What second opinion and surveillance can and cannot do
Independent ocular oncology review has clear limitations. We list them here transparently:
Diagnostic uncertainty
Small choroidal melanocytic lesions sit on a spectrum from clearly benign naevus to early melanoma; certainty often requires 6 to 12 months of serial imaging surveillance. Our second opinion contributes to this assessment but does not replace the longitudinal data your home ophthalmologist generates over time. We are transparent when uncertainty exists.
Imaging or diagnostic procedure complications
Standard ocular imaging (OCT, fundus photography, autofluorescence) is non-invasive. Fluorescein angiography carries a low rate of nausea (5–10%), mild allergic reaction (<0.5%) and very rare anaphylaxis (<0.01%). B-scan ultrasound is non-invasive and involves no radiation exposure. We screen for contrast allergies before any angiographic procedure.
Treatment outcomes depend on the referral centre
Once we refer you to a tertiary centre for plaque brachytherapy, proton beam or surgery, the outcome of that treatment is determined by the referral centre — not by Eyeglow.
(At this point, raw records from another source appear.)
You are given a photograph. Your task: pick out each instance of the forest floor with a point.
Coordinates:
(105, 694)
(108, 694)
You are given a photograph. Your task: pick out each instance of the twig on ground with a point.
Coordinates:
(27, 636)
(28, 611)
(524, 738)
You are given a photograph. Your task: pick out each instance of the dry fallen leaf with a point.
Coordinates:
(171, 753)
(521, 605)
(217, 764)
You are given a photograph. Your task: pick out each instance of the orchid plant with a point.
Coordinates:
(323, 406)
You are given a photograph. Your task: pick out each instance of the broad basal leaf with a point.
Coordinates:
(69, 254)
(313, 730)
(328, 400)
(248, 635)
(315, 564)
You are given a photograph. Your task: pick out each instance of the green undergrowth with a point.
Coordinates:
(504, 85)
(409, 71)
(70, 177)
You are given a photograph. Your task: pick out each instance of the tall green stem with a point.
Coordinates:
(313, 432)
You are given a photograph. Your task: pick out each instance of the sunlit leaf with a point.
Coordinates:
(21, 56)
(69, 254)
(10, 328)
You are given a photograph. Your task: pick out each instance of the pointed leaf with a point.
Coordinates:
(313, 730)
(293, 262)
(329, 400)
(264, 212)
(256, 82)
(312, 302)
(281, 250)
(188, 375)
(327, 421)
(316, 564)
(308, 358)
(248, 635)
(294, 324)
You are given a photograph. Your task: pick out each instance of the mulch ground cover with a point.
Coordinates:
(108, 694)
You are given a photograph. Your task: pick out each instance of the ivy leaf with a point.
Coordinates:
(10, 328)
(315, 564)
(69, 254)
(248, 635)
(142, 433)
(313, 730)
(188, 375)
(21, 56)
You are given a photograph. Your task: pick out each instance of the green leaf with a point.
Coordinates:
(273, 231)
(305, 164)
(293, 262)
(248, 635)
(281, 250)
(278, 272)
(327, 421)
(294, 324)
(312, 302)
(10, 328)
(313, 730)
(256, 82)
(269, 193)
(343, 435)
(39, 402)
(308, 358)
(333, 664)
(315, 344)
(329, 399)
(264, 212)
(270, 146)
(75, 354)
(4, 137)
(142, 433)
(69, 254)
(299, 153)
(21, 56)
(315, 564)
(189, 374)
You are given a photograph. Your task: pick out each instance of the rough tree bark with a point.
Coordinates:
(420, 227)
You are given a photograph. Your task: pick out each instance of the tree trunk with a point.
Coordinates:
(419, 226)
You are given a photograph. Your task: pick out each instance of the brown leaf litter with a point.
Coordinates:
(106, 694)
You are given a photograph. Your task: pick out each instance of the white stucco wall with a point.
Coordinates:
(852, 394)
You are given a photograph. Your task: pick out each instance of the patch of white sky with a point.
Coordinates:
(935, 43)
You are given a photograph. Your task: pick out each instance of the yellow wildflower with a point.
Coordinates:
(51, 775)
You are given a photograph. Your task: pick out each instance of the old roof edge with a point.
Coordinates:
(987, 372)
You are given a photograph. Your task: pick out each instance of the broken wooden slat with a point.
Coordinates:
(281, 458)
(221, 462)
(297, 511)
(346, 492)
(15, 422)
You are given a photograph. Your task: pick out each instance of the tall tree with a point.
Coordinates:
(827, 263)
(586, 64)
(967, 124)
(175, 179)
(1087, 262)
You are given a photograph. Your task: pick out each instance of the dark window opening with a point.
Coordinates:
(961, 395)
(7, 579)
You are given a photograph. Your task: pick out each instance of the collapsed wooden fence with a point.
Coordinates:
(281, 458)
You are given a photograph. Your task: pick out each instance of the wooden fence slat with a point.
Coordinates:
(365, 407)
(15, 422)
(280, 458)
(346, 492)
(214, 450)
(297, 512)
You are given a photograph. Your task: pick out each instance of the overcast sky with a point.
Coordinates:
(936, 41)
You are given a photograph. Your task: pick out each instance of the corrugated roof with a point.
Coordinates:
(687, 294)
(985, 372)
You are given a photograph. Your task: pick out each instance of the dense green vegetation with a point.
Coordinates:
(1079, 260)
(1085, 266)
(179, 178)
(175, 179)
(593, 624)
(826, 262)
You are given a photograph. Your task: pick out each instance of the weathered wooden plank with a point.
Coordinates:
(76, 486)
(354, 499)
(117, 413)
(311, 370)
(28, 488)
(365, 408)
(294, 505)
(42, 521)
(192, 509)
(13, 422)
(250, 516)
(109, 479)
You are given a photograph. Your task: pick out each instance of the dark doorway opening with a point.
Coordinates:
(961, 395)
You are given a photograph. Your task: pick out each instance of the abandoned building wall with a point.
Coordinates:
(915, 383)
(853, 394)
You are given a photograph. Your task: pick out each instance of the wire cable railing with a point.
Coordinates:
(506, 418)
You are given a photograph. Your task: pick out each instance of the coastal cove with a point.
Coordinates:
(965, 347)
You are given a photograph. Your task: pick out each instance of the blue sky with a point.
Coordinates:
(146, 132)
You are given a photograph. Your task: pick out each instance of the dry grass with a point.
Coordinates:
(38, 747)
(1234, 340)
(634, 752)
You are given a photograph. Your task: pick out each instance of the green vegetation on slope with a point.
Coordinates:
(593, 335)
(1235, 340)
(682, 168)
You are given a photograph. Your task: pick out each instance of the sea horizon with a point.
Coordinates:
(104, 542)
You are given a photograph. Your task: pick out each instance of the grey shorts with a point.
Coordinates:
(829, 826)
We choose referral centres on the basis of specialist accreditation, published outcomes and patient experience, and we transparently explain the risk profile of each option, but we cannot guarantee the result of treatment delivered elsewhere.
Metastatic surveillance limitations
Uveal melanoma has a 30 to 50 percent lifetime metastatic risk (liver predominant). Even with optimal follow-up, metastasis can develop in patients with adverse genetic features (monosomy 3, BAP1 mutation, class 2 gene expression). We coordinate metastatic surveillance with liver MRI / ultrasound and PET-CT according to risk profile but cannot eliminate this risk through monitoring alone.